For those who don’t speak British English (myself included), “queues” may not be high in your vocabulary. Fortunately, a queue in computer science is very much like the standard definition.

Think of a line in a supermarket. The first person in the line is the first to be served, the second person is the second, and so on. First In, First Out

FIFO

But when will your turn come up? If there is only one register in front of your line/queue, then you have to wait for every person in front of you to be served entirely. But if there are four registers, you will be served by whichever of the four registers finishes with their client when you are at the front of the line.

This can be translated directly to software queues. Items (clients) are queued up, and workers (registers) dequeue and process (serve) the items.

Queues can also lead into other queues, much like a factory floor for vehicles. In this situation, a piece of data is processed on by one worker, then passed into another queue to be worked on by the next, etc.
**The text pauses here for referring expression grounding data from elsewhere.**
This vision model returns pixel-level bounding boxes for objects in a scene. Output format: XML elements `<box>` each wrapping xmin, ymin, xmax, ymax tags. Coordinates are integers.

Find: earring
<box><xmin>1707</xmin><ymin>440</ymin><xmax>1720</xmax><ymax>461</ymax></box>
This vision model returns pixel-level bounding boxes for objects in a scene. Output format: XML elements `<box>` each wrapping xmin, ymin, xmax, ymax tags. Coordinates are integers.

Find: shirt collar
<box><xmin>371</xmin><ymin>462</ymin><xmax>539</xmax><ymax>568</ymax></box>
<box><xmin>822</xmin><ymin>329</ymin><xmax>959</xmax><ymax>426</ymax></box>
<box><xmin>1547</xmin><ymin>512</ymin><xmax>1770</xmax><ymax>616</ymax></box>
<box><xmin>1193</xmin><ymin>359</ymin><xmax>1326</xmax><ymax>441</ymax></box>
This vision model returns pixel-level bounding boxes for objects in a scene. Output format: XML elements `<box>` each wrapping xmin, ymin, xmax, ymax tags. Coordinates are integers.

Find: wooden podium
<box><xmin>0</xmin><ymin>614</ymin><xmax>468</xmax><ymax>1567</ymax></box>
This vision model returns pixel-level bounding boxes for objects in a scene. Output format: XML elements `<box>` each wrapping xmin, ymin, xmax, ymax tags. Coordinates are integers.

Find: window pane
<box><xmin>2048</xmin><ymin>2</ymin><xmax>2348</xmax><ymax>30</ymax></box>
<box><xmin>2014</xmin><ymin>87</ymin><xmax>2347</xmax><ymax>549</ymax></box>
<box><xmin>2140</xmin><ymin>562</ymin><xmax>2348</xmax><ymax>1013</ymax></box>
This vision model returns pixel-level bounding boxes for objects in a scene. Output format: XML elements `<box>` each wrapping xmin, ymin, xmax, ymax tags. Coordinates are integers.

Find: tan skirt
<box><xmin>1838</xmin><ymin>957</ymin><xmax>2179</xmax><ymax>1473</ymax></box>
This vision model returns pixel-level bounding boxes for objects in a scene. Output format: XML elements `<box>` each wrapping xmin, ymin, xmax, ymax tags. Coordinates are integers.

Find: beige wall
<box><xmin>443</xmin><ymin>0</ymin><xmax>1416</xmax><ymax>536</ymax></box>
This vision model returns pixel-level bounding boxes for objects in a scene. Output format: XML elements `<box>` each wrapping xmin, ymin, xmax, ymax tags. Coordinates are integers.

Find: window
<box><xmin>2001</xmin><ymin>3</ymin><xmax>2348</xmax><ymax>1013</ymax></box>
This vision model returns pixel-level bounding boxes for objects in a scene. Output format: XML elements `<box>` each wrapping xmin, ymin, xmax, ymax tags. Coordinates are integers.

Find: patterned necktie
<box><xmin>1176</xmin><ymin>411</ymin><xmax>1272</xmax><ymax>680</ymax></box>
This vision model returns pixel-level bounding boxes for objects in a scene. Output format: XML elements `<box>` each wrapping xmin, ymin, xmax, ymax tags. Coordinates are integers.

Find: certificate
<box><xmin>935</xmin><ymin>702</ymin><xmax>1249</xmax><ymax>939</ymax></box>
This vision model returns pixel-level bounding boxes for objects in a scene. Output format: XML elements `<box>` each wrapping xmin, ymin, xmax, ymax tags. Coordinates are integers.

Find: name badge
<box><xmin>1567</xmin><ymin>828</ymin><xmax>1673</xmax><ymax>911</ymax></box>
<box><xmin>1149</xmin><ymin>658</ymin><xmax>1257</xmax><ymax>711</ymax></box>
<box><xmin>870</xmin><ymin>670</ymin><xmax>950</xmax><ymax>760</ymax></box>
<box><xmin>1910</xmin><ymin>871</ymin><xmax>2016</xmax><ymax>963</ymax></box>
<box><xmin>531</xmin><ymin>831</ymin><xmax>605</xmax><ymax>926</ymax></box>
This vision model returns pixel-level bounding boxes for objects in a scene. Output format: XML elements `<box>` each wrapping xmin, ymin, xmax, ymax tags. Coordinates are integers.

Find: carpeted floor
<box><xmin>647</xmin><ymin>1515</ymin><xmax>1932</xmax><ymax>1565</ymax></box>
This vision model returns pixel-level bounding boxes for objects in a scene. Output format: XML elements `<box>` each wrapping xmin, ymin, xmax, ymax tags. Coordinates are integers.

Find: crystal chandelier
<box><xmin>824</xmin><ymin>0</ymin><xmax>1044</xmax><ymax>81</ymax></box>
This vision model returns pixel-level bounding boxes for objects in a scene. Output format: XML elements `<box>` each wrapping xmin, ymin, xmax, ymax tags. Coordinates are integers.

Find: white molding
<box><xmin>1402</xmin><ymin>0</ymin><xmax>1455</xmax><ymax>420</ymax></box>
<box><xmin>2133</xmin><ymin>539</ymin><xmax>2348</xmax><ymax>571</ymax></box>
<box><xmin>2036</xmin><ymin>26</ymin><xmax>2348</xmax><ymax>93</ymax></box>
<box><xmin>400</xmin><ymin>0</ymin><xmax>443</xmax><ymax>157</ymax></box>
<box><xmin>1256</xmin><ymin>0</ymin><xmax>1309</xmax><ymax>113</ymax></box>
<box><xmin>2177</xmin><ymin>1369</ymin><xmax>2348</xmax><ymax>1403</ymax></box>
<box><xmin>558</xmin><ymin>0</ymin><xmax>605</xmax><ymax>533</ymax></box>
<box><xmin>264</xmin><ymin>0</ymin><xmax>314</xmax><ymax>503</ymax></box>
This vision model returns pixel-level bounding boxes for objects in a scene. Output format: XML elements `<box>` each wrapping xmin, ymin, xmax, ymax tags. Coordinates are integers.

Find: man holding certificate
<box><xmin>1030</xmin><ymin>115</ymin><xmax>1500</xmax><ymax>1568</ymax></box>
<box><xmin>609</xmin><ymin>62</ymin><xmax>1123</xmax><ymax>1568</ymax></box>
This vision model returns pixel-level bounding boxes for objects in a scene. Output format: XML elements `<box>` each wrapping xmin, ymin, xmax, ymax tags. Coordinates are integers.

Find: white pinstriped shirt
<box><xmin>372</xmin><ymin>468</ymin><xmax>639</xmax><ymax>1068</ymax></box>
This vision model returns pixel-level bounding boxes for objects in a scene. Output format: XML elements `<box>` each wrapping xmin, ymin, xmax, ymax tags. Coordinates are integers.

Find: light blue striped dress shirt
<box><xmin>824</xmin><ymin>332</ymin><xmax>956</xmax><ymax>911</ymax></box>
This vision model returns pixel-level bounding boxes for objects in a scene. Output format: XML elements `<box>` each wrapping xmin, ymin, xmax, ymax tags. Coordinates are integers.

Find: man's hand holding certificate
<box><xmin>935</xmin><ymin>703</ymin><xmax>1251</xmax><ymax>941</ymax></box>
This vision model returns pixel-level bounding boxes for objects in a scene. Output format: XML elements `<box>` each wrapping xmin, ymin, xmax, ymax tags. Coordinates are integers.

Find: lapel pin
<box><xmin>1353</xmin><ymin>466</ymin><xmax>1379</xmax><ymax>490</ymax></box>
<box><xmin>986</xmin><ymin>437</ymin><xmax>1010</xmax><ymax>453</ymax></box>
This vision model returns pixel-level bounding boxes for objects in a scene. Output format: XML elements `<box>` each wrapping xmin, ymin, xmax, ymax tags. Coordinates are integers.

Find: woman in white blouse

In an ideal situation, there would be space for only one item in a queue, like the conveyor belt on the factory floor, as each step is broken into roughly equal amounts of processing time necessary, and all of the workers are kept equally busy.

Tasks that take a longer amount of time could be done in parallel by a few workers to get the average time to equal the time needed by the faster tasks, when trying to optimize, and if each item involved is independent of the next, as with grocery checkout or car-making, then this is a valid step to take.

Later on, if demand starts to exceed the throughput of this tuned queue, but the processing time of any one item is tolerable, performance can be increased by simply duplicating the tuned queue as many times as necessary for the demand.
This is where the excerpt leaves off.